5 million Venezuelans don't have enough to eat, United Nations report says
Published in News & Features
Venezuela boasts of having the largest oil reserves on the planet, and a massive exodus of its people means that there are almost 8 million fewer mouths to feed, but still some 5 million Venezuelans are going hungry in the country, the United Nations says, a number that surpassed only by Brazil and Haiti in the Western Hemisphere.
According to the most recent report from the U.N. Food and Agriculture Organization , hunger afflicts 17.6% of Venezuela’s population, a rate that is among the highest in the region.
The report, Regional Overview of Food Security and Nutrition in Latin America and the Caribbean 2024, identifies Haiti as the country in the region hardest hit by hunger, with a total of 5.8 million people, equivalent to 50% of it’s population, not having enough to eat.
In the case of Brazil, hunger affects 8.4 million people, but that only represent 3.9% of its population.
Venezuela’s rate is also surpassed by Bolivia (23%), Honduras (20.4%) and Nicaragua (19.6%), three countries that alongside Haiti have traditionally been considered among the poorest in the region.
Venezuela’s bout with hunger is striking given that the nation had one of the highest standards of living in the region just a few decades ago thanks to its formerly abundant oil wealth.
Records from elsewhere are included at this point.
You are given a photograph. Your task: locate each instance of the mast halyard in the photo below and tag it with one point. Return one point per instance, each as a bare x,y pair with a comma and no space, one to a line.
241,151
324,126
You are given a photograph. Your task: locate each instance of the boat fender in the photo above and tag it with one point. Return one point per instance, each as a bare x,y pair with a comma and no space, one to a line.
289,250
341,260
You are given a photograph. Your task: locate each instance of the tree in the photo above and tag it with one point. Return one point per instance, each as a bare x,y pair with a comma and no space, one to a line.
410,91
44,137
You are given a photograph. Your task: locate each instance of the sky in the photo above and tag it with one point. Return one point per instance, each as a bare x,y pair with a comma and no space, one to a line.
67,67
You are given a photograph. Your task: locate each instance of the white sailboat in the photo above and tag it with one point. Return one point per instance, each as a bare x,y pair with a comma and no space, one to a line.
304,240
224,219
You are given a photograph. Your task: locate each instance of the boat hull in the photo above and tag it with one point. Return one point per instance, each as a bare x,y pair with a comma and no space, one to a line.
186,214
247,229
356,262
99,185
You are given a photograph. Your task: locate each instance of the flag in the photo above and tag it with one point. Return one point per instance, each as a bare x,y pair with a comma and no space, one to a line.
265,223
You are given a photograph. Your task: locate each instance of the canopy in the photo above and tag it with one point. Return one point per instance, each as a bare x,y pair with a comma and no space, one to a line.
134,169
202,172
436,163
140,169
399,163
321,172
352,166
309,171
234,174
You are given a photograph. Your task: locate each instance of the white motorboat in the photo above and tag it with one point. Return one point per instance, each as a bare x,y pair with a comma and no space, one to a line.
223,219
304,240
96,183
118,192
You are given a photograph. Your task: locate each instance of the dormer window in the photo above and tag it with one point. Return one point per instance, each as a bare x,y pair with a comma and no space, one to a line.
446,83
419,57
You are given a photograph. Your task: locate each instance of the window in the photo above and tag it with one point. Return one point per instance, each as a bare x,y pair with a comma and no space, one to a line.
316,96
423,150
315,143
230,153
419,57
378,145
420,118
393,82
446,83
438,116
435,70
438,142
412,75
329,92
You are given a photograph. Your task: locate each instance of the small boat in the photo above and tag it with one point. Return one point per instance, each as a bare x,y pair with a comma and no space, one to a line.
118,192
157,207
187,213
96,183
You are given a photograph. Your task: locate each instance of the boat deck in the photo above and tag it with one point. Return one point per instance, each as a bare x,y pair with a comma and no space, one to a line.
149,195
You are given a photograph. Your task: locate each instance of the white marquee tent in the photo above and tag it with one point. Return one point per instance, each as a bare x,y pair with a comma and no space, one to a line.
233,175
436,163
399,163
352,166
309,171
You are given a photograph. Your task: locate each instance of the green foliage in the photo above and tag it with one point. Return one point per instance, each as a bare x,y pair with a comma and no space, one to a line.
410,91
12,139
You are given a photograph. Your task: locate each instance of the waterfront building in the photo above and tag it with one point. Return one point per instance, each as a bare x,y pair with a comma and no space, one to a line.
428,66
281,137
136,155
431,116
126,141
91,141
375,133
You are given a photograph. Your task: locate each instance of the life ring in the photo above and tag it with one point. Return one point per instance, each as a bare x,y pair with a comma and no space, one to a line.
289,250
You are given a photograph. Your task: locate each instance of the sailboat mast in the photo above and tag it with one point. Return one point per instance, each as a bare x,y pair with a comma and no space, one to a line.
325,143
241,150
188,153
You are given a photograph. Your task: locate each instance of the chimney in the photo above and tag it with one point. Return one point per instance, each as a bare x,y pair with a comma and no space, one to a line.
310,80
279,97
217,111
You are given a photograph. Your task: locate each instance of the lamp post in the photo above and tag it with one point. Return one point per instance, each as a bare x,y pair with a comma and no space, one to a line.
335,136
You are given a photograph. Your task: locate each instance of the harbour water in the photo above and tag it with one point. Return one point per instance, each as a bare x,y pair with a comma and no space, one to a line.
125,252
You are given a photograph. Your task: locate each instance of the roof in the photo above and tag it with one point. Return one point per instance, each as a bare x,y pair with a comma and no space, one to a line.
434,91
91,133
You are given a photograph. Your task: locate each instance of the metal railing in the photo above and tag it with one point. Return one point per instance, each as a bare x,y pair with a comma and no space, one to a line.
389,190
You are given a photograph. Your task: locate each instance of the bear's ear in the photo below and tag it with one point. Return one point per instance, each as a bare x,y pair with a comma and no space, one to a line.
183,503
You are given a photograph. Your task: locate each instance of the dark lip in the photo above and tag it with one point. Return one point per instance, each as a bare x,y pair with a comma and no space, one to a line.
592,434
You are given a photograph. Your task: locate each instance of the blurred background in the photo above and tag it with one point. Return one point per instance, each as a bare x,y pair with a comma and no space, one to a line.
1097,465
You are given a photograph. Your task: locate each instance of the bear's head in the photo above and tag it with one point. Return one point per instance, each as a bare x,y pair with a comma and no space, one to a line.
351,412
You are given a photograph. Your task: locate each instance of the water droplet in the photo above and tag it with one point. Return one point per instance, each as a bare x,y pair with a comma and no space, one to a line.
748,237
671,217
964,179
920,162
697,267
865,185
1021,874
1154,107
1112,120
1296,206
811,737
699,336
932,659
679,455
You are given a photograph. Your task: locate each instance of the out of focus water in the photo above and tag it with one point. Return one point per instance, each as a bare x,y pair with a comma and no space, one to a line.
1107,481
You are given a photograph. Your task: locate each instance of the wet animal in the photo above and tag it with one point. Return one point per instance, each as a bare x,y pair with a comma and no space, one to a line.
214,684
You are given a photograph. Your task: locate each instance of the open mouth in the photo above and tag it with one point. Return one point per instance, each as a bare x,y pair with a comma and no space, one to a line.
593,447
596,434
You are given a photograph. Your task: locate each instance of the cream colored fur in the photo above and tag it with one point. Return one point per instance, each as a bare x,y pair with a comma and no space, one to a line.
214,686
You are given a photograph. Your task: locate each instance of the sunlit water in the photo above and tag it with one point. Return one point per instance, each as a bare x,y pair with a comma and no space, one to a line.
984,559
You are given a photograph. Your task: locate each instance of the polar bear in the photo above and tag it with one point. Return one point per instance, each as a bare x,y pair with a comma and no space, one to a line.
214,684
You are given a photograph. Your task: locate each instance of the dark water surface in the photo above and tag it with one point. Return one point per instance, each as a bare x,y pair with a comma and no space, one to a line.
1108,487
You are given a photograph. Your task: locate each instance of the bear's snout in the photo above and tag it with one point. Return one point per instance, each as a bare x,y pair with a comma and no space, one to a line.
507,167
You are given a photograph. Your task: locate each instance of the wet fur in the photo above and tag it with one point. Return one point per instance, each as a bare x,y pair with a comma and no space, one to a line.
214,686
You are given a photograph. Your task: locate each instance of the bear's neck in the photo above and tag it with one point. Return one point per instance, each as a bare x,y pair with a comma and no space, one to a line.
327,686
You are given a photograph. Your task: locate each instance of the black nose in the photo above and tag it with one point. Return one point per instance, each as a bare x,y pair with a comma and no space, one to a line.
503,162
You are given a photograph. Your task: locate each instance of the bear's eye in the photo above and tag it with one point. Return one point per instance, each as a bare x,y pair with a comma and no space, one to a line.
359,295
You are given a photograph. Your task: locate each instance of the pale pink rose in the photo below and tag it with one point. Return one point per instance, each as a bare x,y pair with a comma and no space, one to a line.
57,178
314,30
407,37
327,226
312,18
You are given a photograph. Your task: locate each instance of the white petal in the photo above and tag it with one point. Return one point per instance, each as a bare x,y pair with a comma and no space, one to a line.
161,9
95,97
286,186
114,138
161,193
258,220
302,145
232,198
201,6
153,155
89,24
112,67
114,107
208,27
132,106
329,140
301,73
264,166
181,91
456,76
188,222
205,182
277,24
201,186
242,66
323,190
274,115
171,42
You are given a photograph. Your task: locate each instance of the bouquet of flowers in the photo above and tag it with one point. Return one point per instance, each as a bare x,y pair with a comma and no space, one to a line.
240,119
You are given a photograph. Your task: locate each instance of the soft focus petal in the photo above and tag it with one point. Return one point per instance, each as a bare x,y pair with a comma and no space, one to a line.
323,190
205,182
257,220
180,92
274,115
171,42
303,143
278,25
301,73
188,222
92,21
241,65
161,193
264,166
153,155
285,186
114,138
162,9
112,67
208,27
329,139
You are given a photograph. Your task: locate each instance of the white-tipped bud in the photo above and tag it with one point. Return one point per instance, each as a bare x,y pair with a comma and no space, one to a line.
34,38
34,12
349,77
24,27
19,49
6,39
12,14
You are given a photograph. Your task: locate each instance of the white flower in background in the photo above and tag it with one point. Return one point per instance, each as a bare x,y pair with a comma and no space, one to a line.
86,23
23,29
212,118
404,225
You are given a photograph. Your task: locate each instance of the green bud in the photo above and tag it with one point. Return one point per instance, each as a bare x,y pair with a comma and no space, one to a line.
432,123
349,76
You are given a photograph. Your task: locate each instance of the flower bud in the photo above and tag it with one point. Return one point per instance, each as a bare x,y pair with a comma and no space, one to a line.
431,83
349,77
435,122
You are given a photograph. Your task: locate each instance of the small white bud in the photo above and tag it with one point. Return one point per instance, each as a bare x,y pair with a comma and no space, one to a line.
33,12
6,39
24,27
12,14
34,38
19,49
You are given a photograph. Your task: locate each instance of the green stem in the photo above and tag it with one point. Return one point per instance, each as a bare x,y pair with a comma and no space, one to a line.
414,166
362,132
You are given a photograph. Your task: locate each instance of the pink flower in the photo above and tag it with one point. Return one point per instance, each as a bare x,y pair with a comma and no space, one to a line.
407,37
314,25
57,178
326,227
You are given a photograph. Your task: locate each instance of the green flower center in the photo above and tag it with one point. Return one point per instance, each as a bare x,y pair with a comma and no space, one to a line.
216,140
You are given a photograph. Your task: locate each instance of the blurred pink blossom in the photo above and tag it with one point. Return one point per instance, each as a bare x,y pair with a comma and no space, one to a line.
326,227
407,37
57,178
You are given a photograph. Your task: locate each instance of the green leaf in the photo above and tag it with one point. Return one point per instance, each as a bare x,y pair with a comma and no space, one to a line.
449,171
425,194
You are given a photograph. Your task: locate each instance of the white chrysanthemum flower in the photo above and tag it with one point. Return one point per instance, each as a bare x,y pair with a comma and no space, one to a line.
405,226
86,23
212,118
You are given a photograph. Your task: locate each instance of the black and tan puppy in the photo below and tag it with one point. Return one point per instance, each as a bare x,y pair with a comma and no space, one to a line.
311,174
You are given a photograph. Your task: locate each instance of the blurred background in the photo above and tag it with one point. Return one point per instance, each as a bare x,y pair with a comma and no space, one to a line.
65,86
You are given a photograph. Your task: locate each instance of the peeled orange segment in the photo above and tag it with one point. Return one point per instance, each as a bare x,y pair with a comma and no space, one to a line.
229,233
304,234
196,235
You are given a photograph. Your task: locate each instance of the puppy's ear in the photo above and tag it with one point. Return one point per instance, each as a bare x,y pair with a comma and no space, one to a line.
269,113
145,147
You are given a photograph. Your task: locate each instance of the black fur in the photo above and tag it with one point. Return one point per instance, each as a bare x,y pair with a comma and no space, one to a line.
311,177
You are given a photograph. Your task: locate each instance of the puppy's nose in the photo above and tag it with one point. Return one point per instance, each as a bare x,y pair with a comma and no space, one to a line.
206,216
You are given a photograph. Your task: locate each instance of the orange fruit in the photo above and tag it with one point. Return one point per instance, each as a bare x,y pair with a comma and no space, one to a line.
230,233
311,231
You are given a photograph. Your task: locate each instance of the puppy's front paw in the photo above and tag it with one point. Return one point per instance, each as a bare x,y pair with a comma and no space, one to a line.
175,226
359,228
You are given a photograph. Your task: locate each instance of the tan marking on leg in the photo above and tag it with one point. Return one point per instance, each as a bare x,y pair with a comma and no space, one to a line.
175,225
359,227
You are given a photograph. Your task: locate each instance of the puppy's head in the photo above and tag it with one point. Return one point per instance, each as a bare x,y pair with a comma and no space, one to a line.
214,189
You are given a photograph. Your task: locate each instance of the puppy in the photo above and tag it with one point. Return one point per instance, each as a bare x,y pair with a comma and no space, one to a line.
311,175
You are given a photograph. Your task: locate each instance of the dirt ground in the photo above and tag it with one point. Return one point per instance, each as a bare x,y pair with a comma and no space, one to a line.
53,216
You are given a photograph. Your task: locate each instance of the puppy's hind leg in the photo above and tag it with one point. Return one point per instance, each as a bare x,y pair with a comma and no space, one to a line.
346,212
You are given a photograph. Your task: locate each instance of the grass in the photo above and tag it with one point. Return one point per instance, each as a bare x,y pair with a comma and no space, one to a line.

Just before former president Hugo Chavez launched a socialist revolution in in early 2000s, the country was producing around 3 million barrels per day and it had plans to increase that volume to 5 million to take advantage of its estimated 300 billion barrels in oil reserves to cement its place as one of the worl’s largest exporters.
Those plans, however, were tossed aside during the early stages of the Bolivarian Socialist Revolution and years of mismanagement and corruption caused production to fall bellow the level of 1 million barrels per day.
More than 7.7 million Venezuelans have left the South American country to escape the poverty and violence they attribute to the socialist regime in Caracas, and many have ended up seeking refuge in Colombia, Peru, Brazil, Chile and the United States.